Pope Francis tells us that politics is not something inherently bad. Indeed, he goes on to say:
[Good] politicians are doers, builders with ambitious goals, possessed of a broad, realistic and pragmatic gaze that looks beyond their own borders. Their biggest concern should not be about a drop in the polls, but about finding effective solutions to “the phenomenon of social and economic exclusion, with its baneful consequences…
And:
Even as forms of fanaticism, closedmindedness and social and cultural fragmentation proliferate in present-day society, a good politician will take the first step and insist that different voices be heard.
We must regularly practice the virtue of charity:
Only a gaze transformed by charity can enable the dignity of others to be recognized and, as a consequence, the poor to be acknowledged and valued in their dignity, respected in their identity and culture, and thus truly integrated into society.

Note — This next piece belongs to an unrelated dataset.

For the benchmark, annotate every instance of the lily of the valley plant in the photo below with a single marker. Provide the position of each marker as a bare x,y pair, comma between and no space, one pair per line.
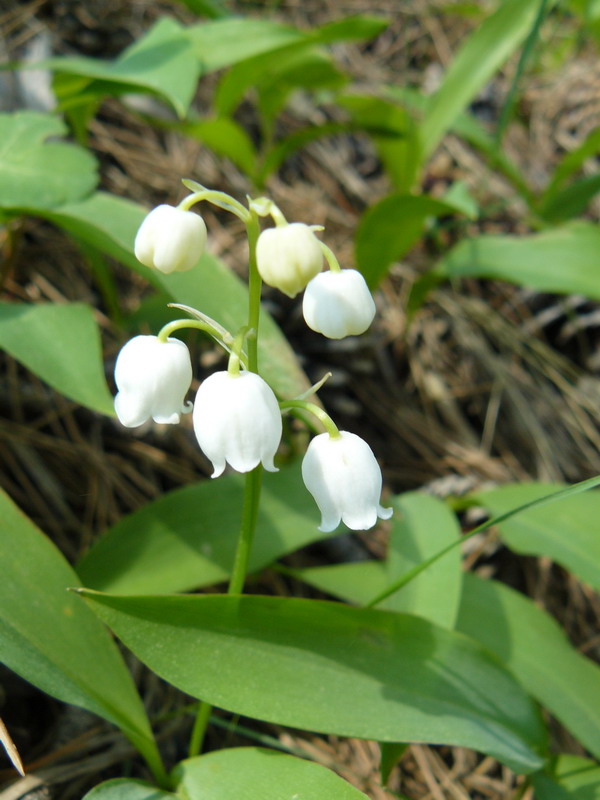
237,418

Politics can serve a noble cause:
We are still far from a globalization of the most basic of human rights. That is why world politics needs to make the effective elimination of hunger one of its foremost and imperative goals…Hunger is criminal; food is an inalienable right.
Pope Francis makes it clear: politicians can’t leave their Christian values at the door before entering their chambers. But this is also true, when us non-politicians enter the workplace (even if it’s virtual), or movie theater, or encounter a homeless person in front of the grocery store.
Working together, we can help take care of our common home.